Helltown
August 2, 2022

Book Review

Helltown

reviewed by Cara DiCostanzo

Goodreads

 

I rarely say this but this novel, part true crime and part fictionalization of a serial killer in Provincetown in the late 1960s, is amazing.

With the rivalry of writers, Kurt Vonnegut and Norman Mailer who lived on the same street to a bit of Chappaquidik, to a piece of the Manson murders, this book has it all. With admitting that the first chapters did not pull me in, I absolutely could not put it down after the third or fourth chapter. 

Antone “Tony” Costa was a serial killer in Provincetown, Massachusetts, who achieved notoriety, similar to Charles Manson, for the brutal murders of several woman, cutting them into pieces, removing their heads in one instance and cutting them in half, burying them in the woods in Truro.
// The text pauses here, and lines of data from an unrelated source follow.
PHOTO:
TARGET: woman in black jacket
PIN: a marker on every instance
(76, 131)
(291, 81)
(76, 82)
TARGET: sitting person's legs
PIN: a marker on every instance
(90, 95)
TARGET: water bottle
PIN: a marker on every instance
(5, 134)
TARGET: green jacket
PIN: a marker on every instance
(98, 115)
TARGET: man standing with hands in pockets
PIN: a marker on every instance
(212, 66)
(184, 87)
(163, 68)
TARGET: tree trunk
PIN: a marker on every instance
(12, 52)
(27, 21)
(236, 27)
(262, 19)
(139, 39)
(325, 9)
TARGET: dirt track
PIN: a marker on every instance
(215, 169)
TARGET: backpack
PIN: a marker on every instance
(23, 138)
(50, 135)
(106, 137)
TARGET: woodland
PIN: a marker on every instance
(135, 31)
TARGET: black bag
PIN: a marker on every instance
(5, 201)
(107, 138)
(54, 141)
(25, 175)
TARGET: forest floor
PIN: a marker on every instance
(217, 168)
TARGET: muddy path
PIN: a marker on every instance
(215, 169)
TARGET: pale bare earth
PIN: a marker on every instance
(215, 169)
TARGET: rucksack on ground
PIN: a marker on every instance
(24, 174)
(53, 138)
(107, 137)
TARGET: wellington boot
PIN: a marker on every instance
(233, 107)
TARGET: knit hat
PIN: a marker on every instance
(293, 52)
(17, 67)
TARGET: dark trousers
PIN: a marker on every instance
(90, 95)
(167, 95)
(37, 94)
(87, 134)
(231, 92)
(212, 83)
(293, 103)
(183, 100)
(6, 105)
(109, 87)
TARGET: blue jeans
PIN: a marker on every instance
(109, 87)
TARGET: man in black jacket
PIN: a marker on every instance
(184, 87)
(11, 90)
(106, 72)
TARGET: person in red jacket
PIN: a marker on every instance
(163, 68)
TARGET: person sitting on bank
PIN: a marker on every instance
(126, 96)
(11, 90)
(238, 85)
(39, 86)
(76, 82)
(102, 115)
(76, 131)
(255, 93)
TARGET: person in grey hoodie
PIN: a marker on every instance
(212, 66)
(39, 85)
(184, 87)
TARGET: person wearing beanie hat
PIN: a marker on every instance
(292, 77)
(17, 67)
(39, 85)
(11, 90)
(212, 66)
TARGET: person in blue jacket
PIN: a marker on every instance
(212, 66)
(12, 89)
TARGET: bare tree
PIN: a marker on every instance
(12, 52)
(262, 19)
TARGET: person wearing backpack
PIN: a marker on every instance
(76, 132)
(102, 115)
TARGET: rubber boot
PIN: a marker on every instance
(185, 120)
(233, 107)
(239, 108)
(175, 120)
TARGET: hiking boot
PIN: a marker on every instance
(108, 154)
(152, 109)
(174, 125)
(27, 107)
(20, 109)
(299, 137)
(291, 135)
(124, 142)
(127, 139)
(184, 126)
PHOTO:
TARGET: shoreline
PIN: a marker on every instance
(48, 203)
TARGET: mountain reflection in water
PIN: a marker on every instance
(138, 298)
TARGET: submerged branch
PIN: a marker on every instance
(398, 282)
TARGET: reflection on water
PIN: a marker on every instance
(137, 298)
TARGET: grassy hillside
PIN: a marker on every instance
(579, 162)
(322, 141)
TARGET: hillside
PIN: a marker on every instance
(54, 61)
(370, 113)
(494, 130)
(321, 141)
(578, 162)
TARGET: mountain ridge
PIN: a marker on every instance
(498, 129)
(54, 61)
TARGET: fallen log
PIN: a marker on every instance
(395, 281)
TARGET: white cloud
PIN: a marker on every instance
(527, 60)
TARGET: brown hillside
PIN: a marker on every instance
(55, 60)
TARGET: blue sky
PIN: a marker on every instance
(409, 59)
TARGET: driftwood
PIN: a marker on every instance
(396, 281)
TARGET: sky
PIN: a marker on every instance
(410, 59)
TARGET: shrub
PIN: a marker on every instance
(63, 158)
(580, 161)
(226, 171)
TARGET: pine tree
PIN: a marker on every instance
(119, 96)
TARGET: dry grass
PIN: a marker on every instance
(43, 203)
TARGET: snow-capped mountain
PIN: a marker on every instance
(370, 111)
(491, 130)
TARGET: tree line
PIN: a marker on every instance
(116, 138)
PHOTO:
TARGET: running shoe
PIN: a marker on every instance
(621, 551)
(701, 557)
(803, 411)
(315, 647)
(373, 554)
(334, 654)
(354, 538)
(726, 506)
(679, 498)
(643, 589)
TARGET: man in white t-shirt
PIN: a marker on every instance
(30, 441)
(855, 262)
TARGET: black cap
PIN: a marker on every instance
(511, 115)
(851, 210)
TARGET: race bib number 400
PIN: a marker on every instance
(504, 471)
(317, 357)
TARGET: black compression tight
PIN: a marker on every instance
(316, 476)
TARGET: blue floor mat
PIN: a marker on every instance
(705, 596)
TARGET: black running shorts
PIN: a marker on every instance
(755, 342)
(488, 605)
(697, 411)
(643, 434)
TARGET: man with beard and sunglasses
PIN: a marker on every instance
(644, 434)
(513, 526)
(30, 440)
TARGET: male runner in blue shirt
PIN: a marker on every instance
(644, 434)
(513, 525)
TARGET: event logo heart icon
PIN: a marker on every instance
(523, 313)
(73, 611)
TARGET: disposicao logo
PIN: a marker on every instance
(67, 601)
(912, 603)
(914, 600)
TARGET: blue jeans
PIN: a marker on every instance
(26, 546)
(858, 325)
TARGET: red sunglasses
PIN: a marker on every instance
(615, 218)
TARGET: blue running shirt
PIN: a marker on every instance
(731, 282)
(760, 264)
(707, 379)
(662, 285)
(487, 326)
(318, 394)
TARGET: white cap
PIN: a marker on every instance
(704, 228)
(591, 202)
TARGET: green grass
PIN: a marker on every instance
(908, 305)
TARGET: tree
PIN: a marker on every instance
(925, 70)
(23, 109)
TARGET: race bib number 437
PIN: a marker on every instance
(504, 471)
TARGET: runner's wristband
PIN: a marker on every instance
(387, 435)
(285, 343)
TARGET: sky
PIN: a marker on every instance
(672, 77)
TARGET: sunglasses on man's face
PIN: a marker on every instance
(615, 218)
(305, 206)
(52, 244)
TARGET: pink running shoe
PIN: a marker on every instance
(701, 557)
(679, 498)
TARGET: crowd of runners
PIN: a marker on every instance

On January 24, 1969, Patricia Walsh and Mary Anne Wysocki vanished during a trip to Provincetown from their hometown in Providence, Rhode Island. They were staying in a rooming house where Tony Costa was also staying. They found their bodies when a rival of Tony, Cory Deveraux, pointed out Costa’s secret marijuana garden in the woods of Truro. While searching for Walsh and Wysocki’s bodies, they were able to uncover the bodies of Susan Perry and Sydney Monzon, also reported missing. All bodies were mutilated and in various states of decay. Tony Costa was also in possession of Walsh’s Volkswagen, which he said had been exchanged for drugs. The murders were committed around the same time as the Manson murders in Los Angeles, and the bodies were similarly mutilated. Like Manson, Costa had his own following, though smaller. 

District Attorney Edmund Dinis, running for re-election in Provincetown, gained notoriety for his garish description of the murders – “The hearts of each girl had been removed from the bodies and were not in the graves…Each body was cut into as many parts as there are joints.” He went on to say also that there were teeth marks on the bodies as well, coining the phrase “vampire killer.” Dinis was also infamous for his involvement in the incident at Chappaquiddick involving Ted Kennedy and his cover-up of certain details as to not rile the infamous Kennedy family, royalty in Massachusetts.

Rival writers Norman Mailer and Kurt Vonnegut Jr. lived down the street from each other in Provincetown and were bitter rivals. While Mailer had no connection to the Costa murders, Vonnegut’s daughter Edie had possibly met Costa in another setting, though she “wasn’t sure it was him”. While both wrote about this case. Mailer writing Tough Guys Don’t Dance and Vonnegut’s anthologizing in Wampeters, Foma and Granfalloons, Vonnegut was infinitely more successful., even writing an article for Life magazine. Sherman does an excellent job of giving interesting biographies of both prolific authors. Though I wished for more on the actual serial killer than the authors, who were at least 50% of the book. 

While Sherman took conversational liberties in Helltown, specifically the dialogue between Costa and his alter ego, Cory Deveraux, also the name of his rival in the Provincetown drug trade. The author, in his final notes, had also gained access to Costa’s unpublished manuscript, which I am sure gave him credible research. While Helltown is an amazing recount of this true crime, it is so much more. Sherman was able to flawlessly weave stories that happened around the same time. One of the best books I have read this year.